Segundo revelou à TVI24 o advogado de Mário Machado, José Manuel Castro,  a queixa foi elaborada pelo próprio líder da extrema-direita e remetida ao Departamento Central de Investigação e Ação Penal (DCIAP), onde decorre o inquérito crime ao ex-primeiro-ministro.   
 
Em causa estão as declarações de José Sócrates à TVI em que, no entender de Mário Machado, o ex-primeiro-ministro «pronunciou-se diretamente sobre o processo», nomeadamente nas explicações que dá sobre a venda da casa da mãe,  violando assim o segredo de Justiça. 
 
Como a TVI  já tinha noticiado,  o juiz Carlos Alexandre e o procurador Rosário Teixeira entenderam que as declarações públicas do antigo primeiro-ministro podem colocar em causa a recolha e conservação de prova e como tal equacionam também a instauração de um processo-crime por violação do segredo justiça.
 
O crime de violação de segredo de Justiça é público e, como tal, à semelhança com o que acontece com o pedido de Habeas Corpus, «qualquer cidadão pode apresentar queixa-crime, mesmo que não seja visado», explicou à TVI José Manuel Castro.
 
Segundo adiantou o advogado, Mário Machado, condenado a 10 anos de prisão e a cumprir pena no Estabelecimento Prisional de Alcoentre, foi impedido de dar entrevistas e de ter uma defesa pública, considerando que em causa pode estar o tratamento diferente entre reclusos.
 

Processo pode atrasar libertação de José Sócrates

 
O processo crime que agora começa com a queixa de Mário Machado irá obrigatoriamente seguir, uma vez que se trata de um crime público,
 
A existência de mais um processo-crime contra José Sócrates pode ser mais uma arma do Ministério Público para impedir a libertação do ex-primeiro-ministro.

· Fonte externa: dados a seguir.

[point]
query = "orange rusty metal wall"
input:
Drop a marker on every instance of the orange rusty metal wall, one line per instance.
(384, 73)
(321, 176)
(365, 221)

O procurador Rosário Teixeira pode alegar no processo de recurso que decorre no Tribunal da Relação que a existência de mais uma queixa-crime contra Sócrates é uma agravante e mais uma razão para que continue detido.

Esta é, aliás, uma prática frequente nos tribunais. «A pendência de um processo crime nunca é favorável à libertação do arguido», afirmou José Manuel Castro.